Я хочу научиться радоваться за них. Отпустить все обиды и простить Кирилла.
Глава 19
2 года спустя.
Кирилл.
Положив голову на подголовник сидения, пытаюсь расслабить шею и плечи. С утра за рулем, миллион дел и херова туча встреч. Оформление и организация работы новой строительной фирмы — это не кассиром в супермаркет устроится. Но тем не менее, я пока не жалею, что оставил работу в министерстве и вернулся в родной город.
Дышится мне здесь легче и простора для деятельности несоизмеримо больше. Год, что я отсидел в кабинете министерства тоже не прошел даром. Опыт и полезные связи лишними не бывают.
Но хочется мне самостоятельности, созидания, а не деградации у монитора компьютера.
Я озвучил идею отцу и брату. Оба поддержали и обещали посильную помощь, но сразу предупредили, что она не выйдет за рамки должностных полномочий. А мне и не надо. Я сам хочу.
Глянув на часы, решаю набрать Карину. Уже пятнадцать минут, как мы должны были ехать в ресторан отмечать ее новую работу. Пока тыкаю пальцем в телефон, случайно цепляюсь взглядом за девушку в коричневой куртке и такого же цвета шапке. Толкая перед собой коляску, она проходит мимо моего капота.
Я провожаю ее глазами и не могу отделаться от чувства зарождающейся в груди смутной тревоги. Что-то знакомое в ней чудится, а что именно, не пойму.
Наклонив коляску так, чтобы передние колеса въехали на тротуар, поднимает ее за ручки и катит мимо подъезда, из которого вот уже пятнадцать минут, как должна была выйти Карина.
В этот самый момент дверь открывается, и моя девушка летящей походкой выпархивает наружу.

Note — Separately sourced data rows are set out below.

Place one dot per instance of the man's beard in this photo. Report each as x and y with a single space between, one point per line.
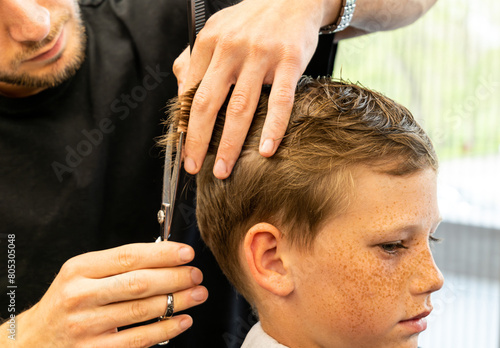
50 79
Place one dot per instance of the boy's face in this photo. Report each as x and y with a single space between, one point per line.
371 270
42 44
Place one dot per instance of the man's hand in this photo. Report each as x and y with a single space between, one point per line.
247 45
98 292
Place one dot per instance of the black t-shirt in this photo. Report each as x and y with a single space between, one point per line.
79 169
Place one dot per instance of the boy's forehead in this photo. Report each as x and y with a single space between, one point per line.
385 202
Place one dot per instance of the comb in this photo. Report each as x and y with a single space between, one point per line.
196 19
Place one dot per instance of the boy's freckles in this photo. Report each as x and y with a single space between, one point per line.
362 290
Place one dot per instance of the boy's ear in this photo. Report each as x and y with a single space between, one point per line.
266 254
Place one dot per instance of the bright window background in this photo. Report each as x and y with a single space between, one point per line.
446 69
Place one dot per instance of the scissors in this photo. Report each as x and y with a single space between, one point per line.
170 184
196 19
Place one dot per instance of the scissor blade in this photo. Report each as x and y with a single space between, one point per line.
174 181
165 198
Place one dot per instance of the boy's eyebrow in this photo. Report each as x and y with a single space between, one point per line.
409 229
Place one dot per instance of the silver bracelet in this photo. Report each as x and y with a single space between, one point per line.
344 18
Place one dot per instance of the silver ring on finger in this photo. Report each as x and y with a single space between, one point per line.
169 312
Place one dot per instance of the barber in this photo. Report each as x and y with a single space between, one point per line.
82 87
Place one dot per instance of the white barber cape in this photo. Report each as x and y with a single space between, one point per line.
257 338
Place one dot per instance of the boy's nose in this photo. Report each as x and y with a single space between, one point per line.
27 21
428 278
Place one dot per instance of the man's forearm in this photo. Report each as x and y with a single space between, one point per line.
376 15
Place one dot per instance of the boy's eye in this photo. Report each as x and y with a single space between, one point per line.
392 247
433 239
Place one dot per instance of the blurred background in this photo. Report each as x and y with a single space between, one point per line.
446 69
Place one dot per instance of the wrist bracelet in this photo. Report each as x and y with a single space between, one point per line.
345 18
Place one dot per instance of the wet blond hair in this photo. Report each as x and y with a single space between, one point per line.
334 127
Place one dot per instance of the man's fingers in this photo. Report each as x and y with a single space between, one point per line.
207 101
137 311
126 258
145 283
239 115
280 109
180 69
148 335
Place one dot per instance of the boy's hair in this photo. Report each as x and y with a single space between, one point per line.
334 127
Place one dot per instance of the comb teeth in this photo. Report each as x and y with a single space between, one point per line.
199 15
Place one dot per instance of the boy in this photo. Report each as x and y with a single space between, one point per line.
328 239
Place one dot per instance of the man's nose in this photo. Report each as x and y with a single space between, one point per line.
428 277
27 21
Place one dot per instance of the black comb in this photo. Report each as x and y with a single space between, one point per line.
196 19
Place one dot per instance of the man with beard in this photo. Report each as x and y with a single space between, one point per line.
82 90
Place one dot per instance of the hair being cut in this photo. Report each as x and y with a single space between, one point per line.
334 127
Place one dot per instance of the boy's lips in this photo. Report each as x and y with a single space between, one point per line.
417 323
51 52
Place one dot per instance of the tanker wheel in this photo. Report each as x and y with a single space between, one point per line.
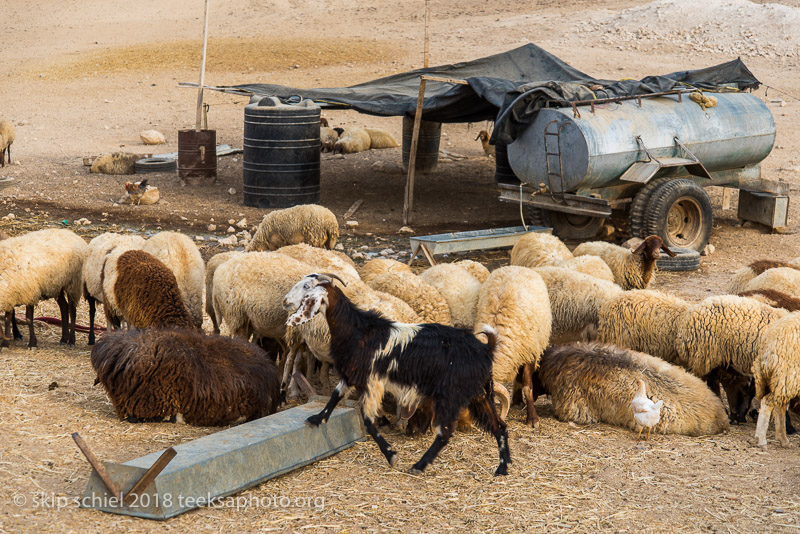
570 226
679 212
638 206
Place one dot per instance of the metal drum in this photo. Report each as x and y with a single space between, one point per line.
281 159
597 148
428 144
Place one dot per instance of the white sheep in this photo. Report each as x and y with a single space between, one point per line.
41 265
776 371
645 321
459 288
306 223
591 383
92 271
514 301
575 301
632 269
178 252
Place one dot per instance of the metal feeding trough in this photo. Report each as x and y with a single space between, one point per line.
471 240
206 470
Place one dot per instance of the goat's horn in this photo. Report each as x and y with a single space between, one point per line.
505 400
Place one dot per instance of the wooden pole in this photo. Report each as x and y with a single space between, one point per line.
202 72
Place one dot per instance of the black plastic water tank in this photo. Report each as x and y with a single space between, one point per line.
428 144
281 154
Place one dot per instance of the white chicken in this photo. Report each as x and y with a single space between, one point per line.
646 413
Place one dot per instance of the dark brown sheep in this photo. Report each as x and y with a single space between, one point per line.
169 374
142 291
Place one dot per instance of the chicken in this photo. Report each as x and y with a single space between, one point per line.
646 413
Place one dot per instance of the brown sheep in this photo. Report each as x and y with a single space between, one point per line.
177 374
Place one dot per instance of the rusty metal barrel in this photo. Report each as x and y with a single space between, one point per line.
281 159
197 156
428 145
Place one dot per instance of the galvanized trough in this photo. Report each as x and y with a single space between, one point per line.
470 240
206 470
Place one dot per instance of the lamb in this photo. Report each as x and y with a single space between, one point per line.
7 137
115 163
423 298
575 301
306 223
448 365
380 266
178 252
775 371
745 274
142 291
644 320
211 268
352 140
537 249
632 269
379 138
459 288
176 374
92 272
41 265
591 382
514 302
783 279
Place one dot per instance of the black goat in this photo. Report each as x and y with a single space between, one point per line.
447 365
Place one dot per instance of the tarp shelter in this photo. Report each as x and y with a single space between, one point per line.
508 88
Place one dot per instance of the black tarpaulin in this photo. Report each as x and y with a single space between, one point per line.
508 88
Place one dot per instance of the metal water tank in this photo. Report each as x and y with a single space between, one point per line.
281 156
596 148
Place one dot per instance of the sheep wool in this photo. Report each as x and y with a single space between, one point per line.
179 253
537 249
173 374
459 288
306 223
644 320
591 383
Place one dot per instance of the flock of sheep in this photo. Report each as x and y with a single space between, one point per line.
581 327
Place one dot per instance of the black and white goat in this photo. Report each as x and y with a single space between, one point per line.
448 365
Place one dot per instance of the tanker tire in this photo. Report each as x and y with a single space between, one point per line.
679 212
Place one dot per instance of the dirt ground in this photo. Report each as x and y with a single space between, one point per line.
81 79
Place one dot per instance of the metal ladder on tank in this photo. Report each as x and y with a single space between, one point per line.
549 134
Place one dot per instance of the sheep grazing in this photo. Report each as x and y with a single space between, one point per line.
92 271
743 276
591 383
179 253
142 291
776 372
459 288
537 249
632 269
380 266
644 320
379 139
306 223
575 302
514 302
352 140
484 136
448 365
773 298
37 266
174 374
211 268
115 163
7 137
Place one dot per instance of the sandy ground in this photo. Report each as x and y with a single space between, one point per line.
83 78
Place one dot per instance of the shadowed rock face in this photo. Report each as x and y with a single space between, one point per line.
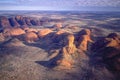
13 22
109 50
83 39
4 22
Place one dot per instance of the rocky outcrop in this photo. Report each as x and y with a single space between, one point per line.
83 38
13 31
20 20
30 37
13 22
108 51
4 22
44 32
35 22
66 59
28 21
58 25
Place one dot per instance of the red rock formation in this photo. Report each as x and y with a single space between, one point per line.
66 59
58 25
109 50
20 20
13 22
44 32
13 31
2 38
35 22
83 39
4 22
28 21
30 37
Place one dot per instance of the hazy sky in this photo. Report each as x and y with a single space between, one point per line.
85 5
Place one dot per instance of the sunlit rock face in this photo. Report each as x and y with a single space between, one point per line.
84 39
2 38
13 22
28 21
44 32
58 25
4 22
20 20
66 60
108 49
35 22
30 37
13 31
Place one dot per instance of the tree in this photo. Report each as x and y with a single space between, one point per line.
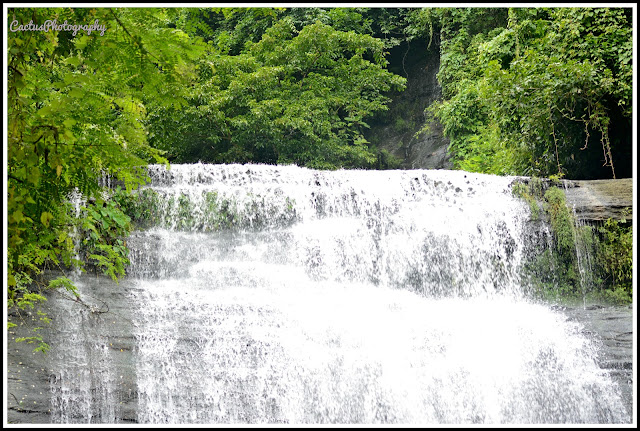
528 93
76 103
293 97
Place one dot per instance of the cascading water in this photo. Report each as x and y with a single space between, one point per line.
262 294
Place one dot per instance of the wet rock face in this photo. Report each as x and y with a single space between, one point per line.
612 327
598 200
395 130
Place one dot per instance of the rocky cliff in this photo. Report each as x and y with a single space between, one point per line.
598 200
395 130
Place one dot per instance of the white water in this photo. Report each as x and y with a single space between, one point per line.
350 297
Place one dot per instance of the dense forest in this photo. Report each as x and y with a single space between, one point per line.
95 92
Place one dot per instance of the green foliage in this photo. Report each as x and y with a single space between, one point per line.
584 261
561 220
527 90
76 109
293 97
616 259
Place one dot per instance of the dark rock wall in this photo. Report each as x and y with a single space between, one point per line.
598 200
395 130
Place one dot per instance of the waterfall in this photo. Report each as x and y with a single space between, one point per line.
278 294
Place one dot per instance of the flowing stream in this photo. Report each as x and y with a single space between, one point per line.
262 294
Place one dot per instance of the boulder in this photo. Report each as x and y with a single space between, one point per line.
598 200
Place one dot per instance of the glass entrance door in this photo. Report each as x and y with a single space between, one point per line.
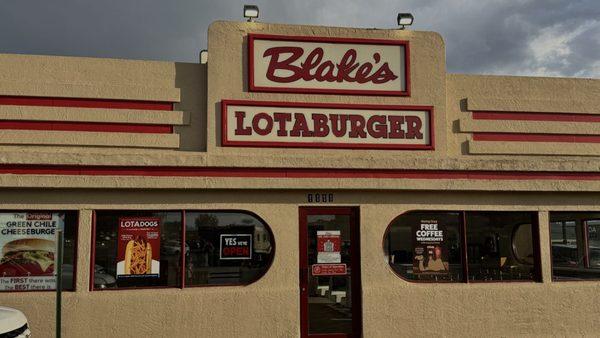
330 272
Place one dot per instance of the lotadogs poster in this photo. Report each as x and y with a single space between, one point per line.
138 249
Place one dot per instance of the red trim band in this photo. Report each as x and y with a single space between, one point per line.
564 117
509 137
85 126
84 103
73 170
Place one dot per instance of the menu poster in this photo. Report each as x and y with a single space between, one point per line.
28 244
430 255
329 246
138 247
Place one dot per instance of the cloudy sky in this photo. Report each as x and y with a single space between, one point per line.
516 37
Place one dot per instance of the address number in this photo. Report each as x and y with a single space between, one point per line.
319 198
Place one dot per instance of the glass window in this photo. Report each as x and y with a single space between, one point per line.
575 245
137 249
498 246
226 248
28 244
426 246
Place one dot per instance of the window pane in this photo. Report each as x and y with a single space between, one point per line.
500 246
594 243
137 249
572 258
425 246
226 248
28 242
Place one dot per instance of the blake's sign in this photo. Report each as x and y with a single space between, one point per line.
320 125
328 65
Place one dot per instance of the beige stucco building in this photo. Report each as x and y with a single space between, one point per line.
93 135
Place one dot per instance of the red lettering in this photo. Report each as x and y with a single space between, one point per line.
300 128
377 127
320 127
239 126
396 123
314 67
275 64
357 126
413 127
282 118
256 124
339 124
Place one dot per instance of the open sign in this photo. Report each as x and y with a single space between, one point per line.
236 246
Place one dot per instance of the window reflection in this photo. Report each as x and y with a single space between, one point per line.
500 246
212 261
575 245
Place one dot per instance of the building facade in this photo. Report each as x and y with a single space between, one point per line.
305 180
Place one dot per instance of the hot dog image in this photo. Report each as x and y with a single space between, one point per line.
138 257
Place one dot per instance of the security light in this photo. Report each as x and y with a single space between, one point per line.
203 56
405 19
250 12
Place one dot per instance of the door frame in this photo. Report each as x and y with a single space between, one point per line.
354 213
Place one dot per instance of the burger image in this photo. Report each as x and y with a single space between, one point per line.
27 257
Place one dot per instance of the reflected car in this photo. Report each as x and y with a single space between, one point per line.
102 280
13 323
173 247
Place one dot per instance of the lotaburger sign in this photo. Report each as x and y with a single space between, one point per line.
328 65
320 125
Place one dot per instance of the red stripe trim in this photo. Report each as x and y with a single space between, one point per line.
84 103
83 126
292 173
536 137
566 117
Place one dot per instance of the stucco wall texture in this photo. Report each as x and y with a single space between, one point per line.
392 307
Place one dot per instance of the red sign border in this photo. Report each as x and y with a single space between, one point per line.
253 88
229 143
332 274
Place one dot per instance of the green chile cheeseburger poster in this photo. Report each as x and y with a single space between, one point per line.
28 244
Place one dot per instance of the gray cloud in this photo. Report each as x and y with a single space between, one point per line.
518 37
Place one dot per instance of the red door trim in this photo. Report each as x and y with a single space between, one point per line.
353 212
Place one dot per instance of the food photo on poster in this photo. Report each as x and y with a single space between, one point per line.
28 244
329 246
138 247
430 254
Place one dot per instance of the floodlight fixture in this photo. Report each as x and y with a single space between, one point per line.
405 19
250 12
203 56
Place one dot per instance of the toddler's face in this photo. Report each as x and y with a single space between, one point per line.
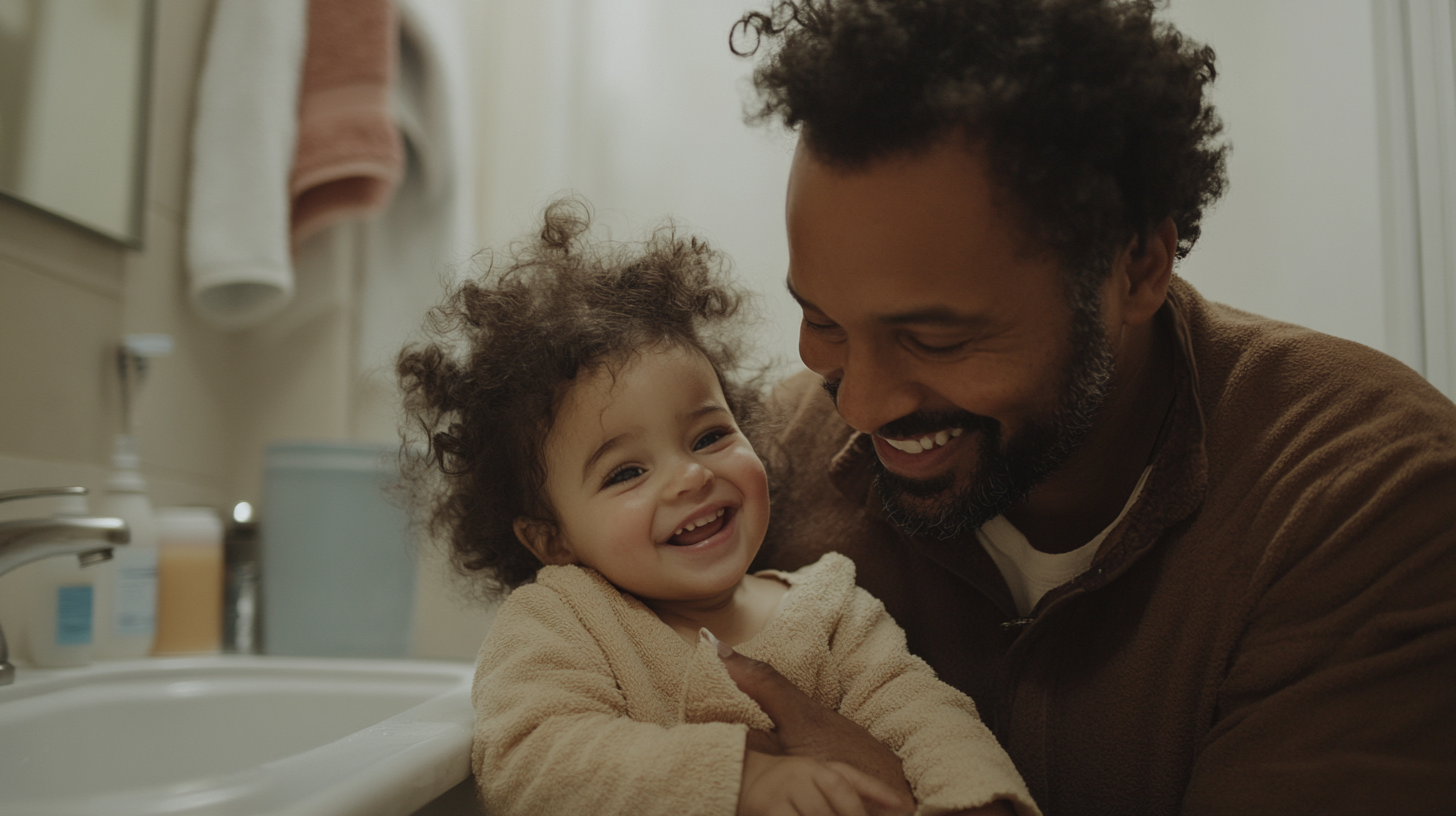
637 459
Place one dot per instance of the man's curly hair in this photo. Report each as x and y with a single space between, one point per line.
1092 115
482 392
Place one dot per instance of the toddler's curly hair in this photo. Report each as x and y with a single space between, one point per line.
503 350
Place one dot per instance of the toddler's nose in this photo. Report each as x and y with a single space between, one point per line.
692 478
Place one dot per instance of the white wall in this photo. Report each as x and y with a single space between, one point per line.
1298 236
637 105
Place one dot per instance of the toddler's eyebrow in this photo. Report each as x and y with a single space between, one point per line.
606 448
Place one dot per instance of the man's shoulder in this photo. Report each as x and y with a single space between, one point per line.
1334 439
1268 385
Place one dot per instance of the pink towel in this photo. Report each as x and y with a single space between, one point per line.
350 155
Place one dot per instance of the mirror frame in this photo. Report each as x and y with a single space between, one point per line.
136 229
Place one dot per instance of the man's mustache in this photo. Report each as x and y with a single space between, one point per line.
926 423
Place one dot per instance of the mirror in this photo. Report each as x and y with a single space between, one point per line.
73 96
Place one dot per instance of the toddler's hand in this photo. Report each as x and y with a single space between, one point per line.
800 786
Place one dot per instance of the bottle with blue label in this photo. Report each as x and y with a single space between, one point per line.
127 585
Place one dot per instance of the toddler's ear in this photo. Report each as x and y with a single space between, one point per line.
540 538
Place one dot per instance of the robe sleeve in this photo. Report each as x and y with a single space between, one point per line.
950 756
552 732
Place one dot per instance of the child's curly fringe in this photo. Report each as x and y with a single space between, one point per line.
482 392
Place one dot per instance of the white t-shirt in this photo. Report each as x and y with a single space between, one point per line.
1031 573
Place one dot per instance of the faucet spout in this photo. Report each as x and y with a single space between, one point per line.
31 539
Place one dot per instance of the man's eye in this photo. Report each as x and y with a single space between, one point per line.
623 475
709 439
938 347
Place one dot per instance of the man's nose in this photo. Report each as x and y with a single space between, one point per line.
871 383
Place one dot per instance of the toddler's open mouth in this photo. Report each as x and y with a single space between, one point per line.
702 529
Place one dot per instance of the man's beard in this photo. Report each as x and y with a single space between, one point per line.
1006 471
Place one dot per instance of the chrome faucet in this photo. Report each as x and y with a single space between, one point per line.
31 539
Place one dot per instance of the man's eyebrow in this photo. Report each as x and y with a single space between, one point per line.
602 450
797 297
935 316
928 316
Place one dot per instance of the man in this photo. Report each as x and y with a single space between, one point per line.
1184 558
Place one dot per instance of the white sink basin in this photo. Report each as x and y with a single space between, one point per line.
230 736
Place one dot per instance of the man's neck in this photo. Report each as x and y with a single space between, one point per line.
1089 490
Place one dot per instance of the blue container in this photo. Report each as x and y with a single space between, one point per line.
338 574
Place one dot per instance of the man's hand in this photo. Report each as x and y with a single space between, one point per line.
807 729
798 786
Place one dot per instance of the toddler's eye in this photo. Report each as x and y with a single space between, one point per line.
709 437
623 475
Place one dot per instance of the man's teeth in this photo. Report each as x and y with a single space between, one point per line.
923 443
696 523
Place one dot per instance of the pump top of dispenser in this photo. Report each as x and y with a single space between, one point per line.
125 475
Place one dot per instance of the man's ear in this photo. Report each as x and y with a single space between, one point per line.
1148 267
543 541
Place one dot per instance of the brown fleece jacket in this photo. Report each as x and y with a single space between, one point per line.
1270 628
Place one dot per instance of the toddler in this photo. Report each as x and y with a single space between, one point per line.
584 445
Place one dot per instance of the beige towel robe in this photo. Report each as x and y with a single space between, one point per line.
587 703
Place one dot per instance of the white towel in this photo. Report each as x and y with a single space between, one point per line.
243 139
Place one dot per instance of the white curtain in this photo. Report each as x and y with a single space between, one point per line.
1415 47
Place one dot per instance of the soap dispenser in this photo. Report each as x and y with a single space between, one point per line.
127 585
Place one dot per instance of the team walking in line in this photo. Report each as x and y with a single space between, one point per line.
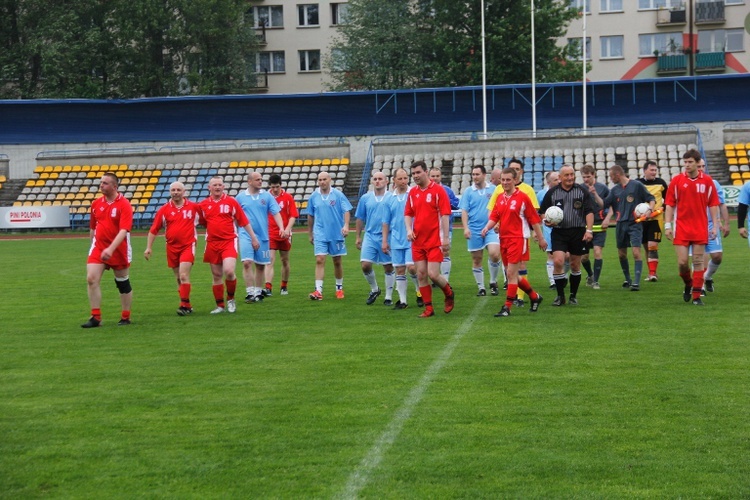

Ну, наконец-то! Выпрямляю спину и поворачиваю ключ в зажигании. Настраивая музыку, периферийным зрением замечаю, что Карина останавливается около той девушки с коляской.
Видимо, соседка ее или знакомая.
Принимается вдруг с ней обниматься, а потом машет мне рукой. Та смутная тревога, что беспокоит меня вот уже пару минут, взметнувшись, превращается в бурю, потому что «соседка» в коричневой куртке оборачивается, и я узнаю в ней Денежку.
Настю, которую я не видел ни разу с той самой ночи на турбазе.
Чувствуя небольшое удушение, впиваюсь в нее глазами. Она тоже смотрит на меня, но так быстро отворачивается, что я толком не успеваю рассмотреть ее лица.
Глушу двигатель и выхожу из машины.
— Кирилл, — смеется Карина, подзывая меня рукой, — иди скорей, посмотри, какой сынок у Насти хорошенький!
Подхожу ближе и встаю за спиной Денежки.
— Привет, Настя.
— Здравствуй, Кирилл, — проговаривает прохладно, даже не удосужившись повернуться ко мне лицом.
Слишком равнодушно для той, что так настойчиво добивалась моего внимания. Видимо, эти два с половиной года не прошли для нее даром, приоритеты в ее жизни кардинально сменились.
— Кир, смотри, какой малыш!
— Угу… — бросив на сидящего в коляске ребенка мимолетный взгляд, возвращаю внимание к затылку его матери, — как поживаешь, Настя?